General information
- Type: Ultralight aircraft
- National origin: France
- Manufacturer: Espace
- Designer: Jose Verges
- Status: In production

History
- Introduction date: 2007

= Aeroflying Sensation =

French ultralight aircraft

The Aeroflying Sensation is a French ultralight aircraft, designed by former Airbus engineer Jose Verges and produced by Aeroflying of Saint-André-des-Eaux, Loire-Atlantique. It was introduced at the French Hombuilders Rally in Blois in 2007. The aircraft is supplied as a kit for amateur construction or as a complete ready-to-fly-aircraft.

By 2015 the aircraft was produced by Espace and distribution was handled by Randkar.

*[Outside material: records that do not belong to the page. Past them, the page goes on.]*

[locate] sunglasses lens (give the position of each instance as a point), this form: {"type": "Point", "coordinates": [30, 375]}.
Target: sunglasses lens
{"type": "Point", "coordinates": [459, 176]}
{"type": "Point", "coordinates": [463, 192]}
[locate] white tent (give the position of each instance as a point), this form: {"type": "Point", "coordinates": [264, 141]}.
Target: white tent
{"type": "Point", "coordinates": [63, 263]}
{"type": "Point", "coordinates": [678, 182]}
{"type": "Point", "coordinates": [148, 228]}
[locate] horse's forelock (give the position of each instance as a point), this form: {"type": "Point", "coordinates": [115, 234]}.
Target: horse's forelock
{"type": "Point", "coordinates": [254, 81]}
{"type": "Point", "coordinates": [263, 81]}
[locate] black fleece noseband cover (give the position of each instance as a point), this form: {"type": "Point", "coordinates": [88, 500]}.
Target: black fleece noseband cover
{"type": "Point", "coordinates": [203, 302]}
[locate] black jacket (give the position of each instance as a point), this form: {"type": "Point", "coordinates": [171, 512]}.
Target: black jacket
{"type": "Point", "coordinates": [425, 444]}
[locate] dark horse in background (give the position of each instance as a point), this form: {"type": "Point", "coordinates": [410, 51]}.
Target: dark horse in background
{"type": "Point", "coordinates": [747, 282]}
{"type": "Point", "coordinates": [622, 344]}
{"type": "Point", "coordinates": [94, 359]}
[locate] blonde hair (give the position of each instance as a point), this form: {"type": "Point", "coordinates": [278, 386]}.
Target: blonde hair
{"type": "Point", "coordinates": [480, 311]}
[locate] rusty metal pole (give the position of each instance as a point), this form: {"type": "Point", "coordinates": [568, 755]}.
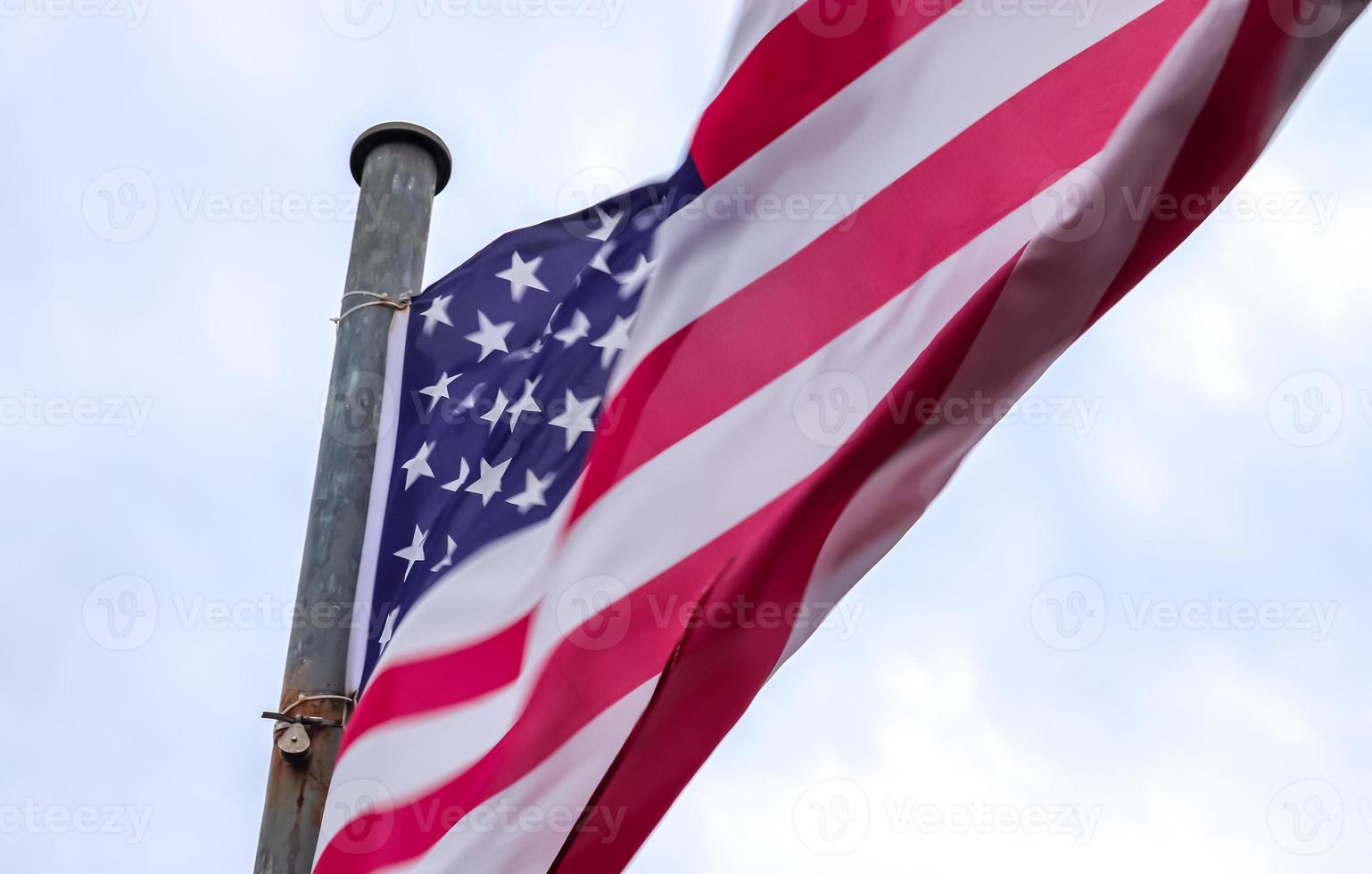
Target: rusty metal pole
{"type": "Point", "coordinates": [400, 168]}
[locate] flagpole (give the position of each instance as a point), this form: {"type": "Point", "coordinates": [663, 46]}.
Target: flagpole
{"type": "Point", "coordinates": [400, 169]}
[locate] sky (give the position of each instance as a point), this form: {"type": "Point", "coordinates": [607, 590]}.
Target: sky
{"type": "Point", "coordinates": [1132, 634]}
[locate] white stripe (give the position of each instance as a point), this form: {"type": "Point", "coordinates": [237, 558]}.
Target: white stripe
{"type": "Point", "coordinates": [380, 491]}
{"type": "Point", "coordinates": [655, 534]}
{"type": "Point", "coordinates": [549, 800]}
{"type": "Point", "coordinates": [755, 21]}
{"type": "Point", "coordinates": [921, 96]}
{"type": "Point", "coordinates": [1073, 276]}
{"type": "Point", "coordinates": [632, 534]}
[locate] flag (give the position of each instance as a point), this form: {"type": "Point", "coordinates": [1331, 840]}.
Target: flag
{"type": "Point", "coordinates": [634, 456]}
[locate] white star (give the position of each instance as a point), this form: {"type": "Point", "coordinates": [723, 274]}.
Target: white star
{"type": "Point", "coordinates": [436, 315]}
{"type": "Point", "coordinates": [439, 392]}
{"type": "Point", "coordinates": [608, 226]}
{"type": "Point", "coordinates": [448, 560]}
{"type": "Point", "coordinates": [490, 481]}
{"type": "Point", "coordinates": [576, 419]}
{"type": "Point", "coordinates": [417, 466]}
{"type": "Point", "coordinates": [457, 483]}
{"type": "Point", "coordinates": [389, 631]}
{"type": "Point", "coordinates": [615, 339]}
{"type": "Point", "coordinates": [534, 491]}
{"type": "Point", "coordinates": [522, 276]}
{"type": "Point", "coordinates": [579, 330]}
{"type": "Point", "coordinates": [490, 336]}
{"type": "Point", "coordinates": [497, 409]}
{"type": "Point", "coordinates": [632, 282]}
{"type": "Point", "coordinates": [525, 404]}
{"type": "Point", "coordinates": [415, 552]}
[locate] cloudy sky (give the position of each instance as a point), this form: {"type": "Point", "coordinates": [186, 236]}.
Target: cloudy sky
{"type": "Point", "coordinates": [1132, 636]}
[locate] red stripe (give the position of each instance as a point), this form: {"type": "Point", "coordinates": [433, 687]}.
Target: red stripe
{"type": "Point", "coordinates": [719, 672]}
{"type": "Point", "coordinates": [691, 711]}
{"type": "Point", "coordinates": [436, 682]}
{"type": "Point", "coordinates": [578, 682]}
{"type": "Point", "coordinates": [1229, 134]}
{"type": "Point", "coordinates": [793, 70]}
{"type": "Point", "coordinates": [936, 209]}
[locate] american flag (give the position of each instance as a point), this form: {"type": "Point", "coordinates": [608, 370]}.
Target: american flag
{"type": "Point", "coordinates": [637, 453]}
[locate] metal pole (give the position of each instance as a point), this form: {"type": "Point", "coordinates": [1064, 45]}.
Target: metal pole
{"type": "Point", "coordinates": [400, 168]}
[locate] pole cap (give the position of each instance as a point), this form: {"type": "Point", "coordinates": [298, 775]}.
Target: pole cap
{"type": "Point", "coordinates": [402, 132]}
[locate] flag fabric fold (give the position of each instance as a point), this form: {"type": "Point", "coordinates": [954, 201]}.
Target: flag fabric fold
{"type": "Point", "coordinates": [637, 455]}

==Design and development==
The Sensation was designed to comply with the Fédération Aéronautique Internationale microlight rules. It features a cantilever low-wing, a two-seats-in-side-by-side configuration enclosed cockpit, a choice of tricycle landing gear or conventional landing gear and a single engine in tractor configuration.

The aircraft is made from riveted aluminium sheet. Its 8.40 m span wing employs slotted flaps. Standard engines available are the 80 hp Rotax 912UL and the 100 hp Rotax 912ULS four-stroke powerplants. A variety of kits is available with varying degrees of completion, none of which includes the engine.

The Sensation has a cruise speed of 200 km/h on 80 hp and has a range of 1200 km.